Three TEM Methods are being employed during the CDRP. These are:

  1. National Institute of Occupational Safety and Health (NIOSH) Method 7402, which was specifically created for determining the concentrations of asbestos structures with dimensions similar to those counted by PCM. Method 7402, however, also facilitates distinguishing the identity and types of structures counted so that concentrations of specific types of asbestos structures can be individually determined. To assure comparability to historical PCM measurements, Method 7402 formally requires applying the ratios of asbestos to total structures derived by TEM to absolute concentrations derived by PCM (using Method 7400).
  2. A modified California Air Resources Board – Asbestos Hazard Emergency Response Act (CARB-AHERA) Method, which was specifically created for the analysis of air samples collected at Naturally Occurring Asbestos sites in the State of California. This method is used to count asbestos structures both visible by PCM, and to image and count asbestos structures more than 10 times smaller, down to the limit at which asbestos structures are considered to be of a hazardous size. This method is applied during “routine” analysis of samples. In some cases, both the CARB-AHERA Method and NIOSH Method 7402 are applied to the same sample at the same time.
  3. A modified International Standards Organization (ISO) Method 10312, which is the method employed during “extended” analysis. This international method is typically used to fully characterize the full range of both the morphological and mineralogical characteristics of asbestos structures in a sample.

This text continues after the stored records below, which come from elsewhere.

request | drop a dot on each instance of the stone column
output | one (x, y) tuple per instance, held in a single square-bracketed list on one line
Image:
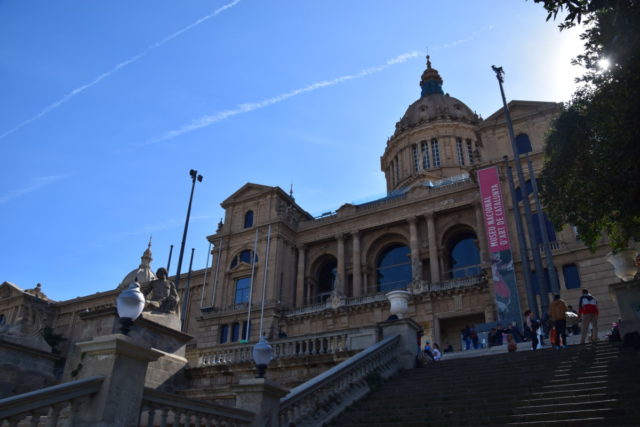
[(340, 280), (300, 279), (357, 273), (261, 396), (433, 249), (482, 242), (123, 363), (416, 263)]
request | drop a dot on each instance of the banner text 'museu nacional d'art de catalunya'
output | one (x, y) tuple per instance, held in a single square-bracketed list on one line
[(495, 221)]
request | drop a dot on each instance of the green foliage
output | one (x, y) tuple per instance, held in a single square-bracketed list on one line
[(592, 159)]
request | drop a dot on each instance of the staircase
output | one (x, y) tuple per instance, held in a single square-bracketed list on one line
[(583, 385)]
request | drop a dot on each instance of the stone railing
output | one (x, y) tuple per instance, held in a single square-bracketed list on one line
[(164, 409), (317, 401), (456, 283), (282, 348), (46, 405)]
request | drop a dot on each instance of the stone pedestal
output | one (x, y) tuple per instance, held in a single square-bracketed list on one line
[(262, 397), (123, 363), (149, 330), (627, 297), (408, 331)]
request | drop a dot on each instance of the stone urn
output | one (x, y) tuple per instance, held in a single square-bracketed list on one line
[(624, 263), (399, 301)]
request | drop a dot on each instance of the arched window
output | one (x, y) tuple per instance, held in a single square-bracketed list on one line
[(326, 278), (245, 257), (426, 164), (464, 256), (243, 286), (460, 151), (416, 158), (393, 270), (523, 143), (435, 152), (248, 219)]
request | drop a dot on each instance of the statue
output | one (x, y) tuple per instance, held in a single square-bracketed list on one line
[(37, 292), (161, 294)]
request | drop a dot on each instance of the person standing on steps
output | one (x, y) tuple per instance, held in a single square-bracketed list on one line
[(558, 313), (436, 352), (532, 326), (588, 311)]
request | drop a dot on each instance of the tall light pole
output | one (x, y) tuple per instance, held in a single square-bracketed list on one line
[(542, 285), (194, 176)]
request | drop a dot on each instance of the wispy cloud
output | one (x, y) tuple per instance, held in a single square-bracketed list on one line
[(34, 185), (248, 107), (116, 68), (252, 106)]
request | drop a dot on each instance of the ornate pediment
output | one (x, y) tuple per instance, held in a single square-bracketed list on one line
[(247, 192)]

It is anticipated that more than 10,000 samples will be collected and analyzed over the course of the project.

 Product Demo Part 3

A QA/QC program is being used to track the performance of the monitoring program. The QA checks required for data reporting under the CDRP are incorporated into the database to automate the process for checking data entry. Also, the calculations used to interpret QC analyses and run QC tests are incorporated into the database to automate the process of data validation. The historical record of QA/QC results also needs to be maintained within the database to facilitate a first round of corrective action calculations.

Results from both the overall program and the QA/QC program are tracked to confirm validity and test for the adequacy of dust control. Results also need to be archived both to maintain a record of dust releases and to facilitate additional data evaluation to support dust management decisions at the site. Queries will be incorporated into the database to allow filtering and reporting of the data in a manner facilitating such additional data evaluation.

Help4Access business analysts worked closely with the Black & Veatch subject matter experts teams in order to get down to the detail in the business requirements and Help4Access engineering quickly turned the specifications to a rock-solid system customized to unique requirements enabling Black & Veatch to store, track and report on air monitor testing data that was critical to the success of their overall air monitoring program. The custom application developed by Help4Access, made it possible for Black & Veatch to deploy a comprehensive analytical solution that provided the flexibility and control needed to effectively monitor the air quality around the job site and identify any potential problems with air quality long before they became a public health concern.